In Usa, in Cina e in Italia i primi modelli applicati con successo per ridurre il consumo di materie prime, energia e favorire il riutilizzo degli scarti e dei rifiuti.

Dalle buone intenzioni alle buone pratiche. Per dimostrare, con esempi concreti di progetti realizzati con successo che l’economia circolare può essere applicata alla logistica per ridurre il consumo di materie prime e di energia e favorire il riutilizzo degli scarti e dei rifiuti. E non è poca cosa se si tiene conto che la logistica sta diventando la punta di diamante del mondo produttivo e della catena degli approvvigionamenti. Per rendersene conto consiglio di leggere “Economia circolare e logistica collaborativa”, Quaderno numero 30 dell’Associazione Freight Leaders Council (Flc) presentato a Roma in Confitarma.

In un breve giro intorno al mondo, da est a ovest, e viceversa, dagli Stati Uniti alla Cina, passando anche per l’Italia e per l’Europa, ci se rende conto che si può fare. Negli Stati Uniti la piattaforma dell’impresa sociale TerraCycle, con partner del calibro di Nestlé, Unilever e PepsiCo, consente ai clienti di ordinare i prodotti spediti in imballaggi riutilizzabili fino a cento volte. In Cina, a Xiongan, fin dal 2019 sono in servizio veicoli automatizzati per le consegne condivise dell’ultimo miglio. E sempre in Cina, il Manbang Group ha riunito oltre 5 dei 7 milioni di camionisti in una “Uber dell’autotrasporto” per utilizzare al massimo i vani di carico e risparmiare energia.

E in Italia? Bisogna andare nelle Marche dove una start up, la Edilmagha realizzato il primo magazzino virtuale condiviso per l’edilizia: merci, strumenti e scarti di lavorazione sono fotografati, inseriti in un inventario on line, geolocalizzati e messi a disposizione delle altre imprese edili. Un altro caso di successo italiano è la CPR, azienda leader nel noleggio di cassette riutilizzabili a sponde abbattibili e di pallet, che in pochi anni, ha prodotto risultati significativi sull’ impatto ambientale.

Come si vede sono modelli che vengono dal mondo delle principali economie, mentre in Europa è stata esaminata la prima filiera integrata di BioGnl sull’evoluzione appunto delle strutture logistiche e dell’economia marittima. Il che dimostra che la logistica – lo ha detto lo stesso presidente di Flc, Massimo Marciani – presenta già ora molte soluzioni circolari efficaci e che il ruolo che si appresta a giocare è fondamentaleAd una prima condizione: che il cambio di paradigma si manifesti fino dalla fase di progettazione per far sì che prodotti e imballaggi generino minori emissioni di carbonio fino alla fine del ciclo di vita.

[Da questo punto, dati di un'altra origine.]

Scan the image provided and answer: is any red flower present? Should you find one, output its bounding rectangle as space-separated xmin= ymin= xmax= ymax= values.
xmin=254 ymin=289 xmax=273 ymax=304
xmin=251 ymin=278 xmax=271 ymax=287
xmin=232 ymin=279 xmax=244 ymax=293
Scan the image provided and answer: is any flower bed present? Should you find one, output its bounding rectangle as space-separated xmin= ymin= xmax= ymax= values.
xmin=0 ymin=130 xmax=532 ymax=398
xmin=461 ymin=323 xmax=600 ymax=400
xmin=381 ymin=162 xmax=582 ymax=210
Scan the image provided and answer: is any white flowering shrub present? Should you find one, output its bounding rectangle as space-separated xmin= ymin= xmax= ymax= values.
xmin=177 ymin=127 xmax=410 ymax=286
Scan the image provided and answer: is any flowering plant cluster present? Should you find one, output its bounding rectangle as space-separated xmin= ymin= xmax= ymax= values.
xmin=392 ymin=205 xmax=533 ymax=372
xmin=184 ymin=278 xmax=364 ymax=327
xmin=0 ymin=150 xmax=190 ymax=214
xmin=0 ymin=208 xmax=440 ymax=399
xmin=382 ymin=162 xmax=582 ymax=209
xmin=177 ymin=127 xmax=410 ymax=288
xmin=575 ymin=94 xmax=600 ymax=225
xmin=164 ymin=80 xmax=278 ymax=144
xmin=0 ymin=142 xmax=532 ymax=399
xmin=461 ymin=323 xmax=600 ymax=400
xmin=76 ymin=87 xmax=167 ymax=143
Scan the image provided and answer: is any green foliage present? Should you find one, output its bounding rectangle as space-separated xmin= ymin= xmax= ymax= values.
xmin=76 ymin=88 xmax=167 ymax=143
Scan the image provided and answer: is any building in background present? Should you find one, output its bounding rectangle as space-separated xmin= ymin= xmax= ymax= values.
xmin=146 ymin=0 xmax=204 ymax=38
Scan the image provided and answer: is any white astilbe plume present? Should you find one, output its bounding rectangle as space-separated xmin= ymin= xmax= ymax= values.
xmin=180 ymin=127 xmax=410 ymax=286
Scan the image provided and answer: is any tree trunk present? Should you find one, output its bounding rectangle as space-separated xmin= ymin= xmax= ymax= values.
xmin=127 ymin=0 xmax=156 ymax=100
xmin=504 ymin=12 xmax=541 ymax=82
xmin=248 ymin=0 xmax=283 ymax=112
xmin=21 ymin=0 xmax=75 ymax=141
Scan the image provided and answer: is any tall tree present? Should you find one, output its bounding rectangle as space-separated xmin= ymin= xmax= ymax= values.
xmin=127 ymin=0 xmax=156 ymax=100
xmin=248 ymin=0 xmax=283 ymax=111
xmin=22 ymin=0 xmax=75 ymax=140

In altre parole questo significa che, oltre ad ottimizzare quanto già esiste nella logistica, lo sviluppo dell’economia circolare è in grado di creare opportunità di business completamente nuove. L’altra condizione è che “la creazione di un organismo diverso richiede un cambiamento di mentalità, non solo per l’azienda di produzione, ma per l’intero settore della logistica, che deve adottare modelli di sharing, di condivisione delle risorse attraverso piattaforme digitali e fisiche che consentano lo sviluppo dell’economia circolare”.

È lo stesso ministro delle Infrastrutture e della Mobilità’ sostenibili Enrico Giovannini che nella prefazione a Quaderno 30 indica le cinque regole alle quali si deve attenere un sistema logistico resiliente ai cambiamenti climatici, che sono: “Garantire le consegne nonostante gli imprevisti, con priorità data alla sicurezza rispetto alla tempestivitàattuare una regionalizzazione con hub collocati in territori sicuri dal punto di vista climatico; organizzare distanze di trasporto più brevi con volumi inferiori; migliorare la resilienza della catena di approvvigionamento, con capacità di spostare rapidamente le merci da una modalità di trasporto all’altra in caso di emergenza; trasformare gli attuali processi di consegna just-in-time, con la costituzione di magazzini vicini al produttore.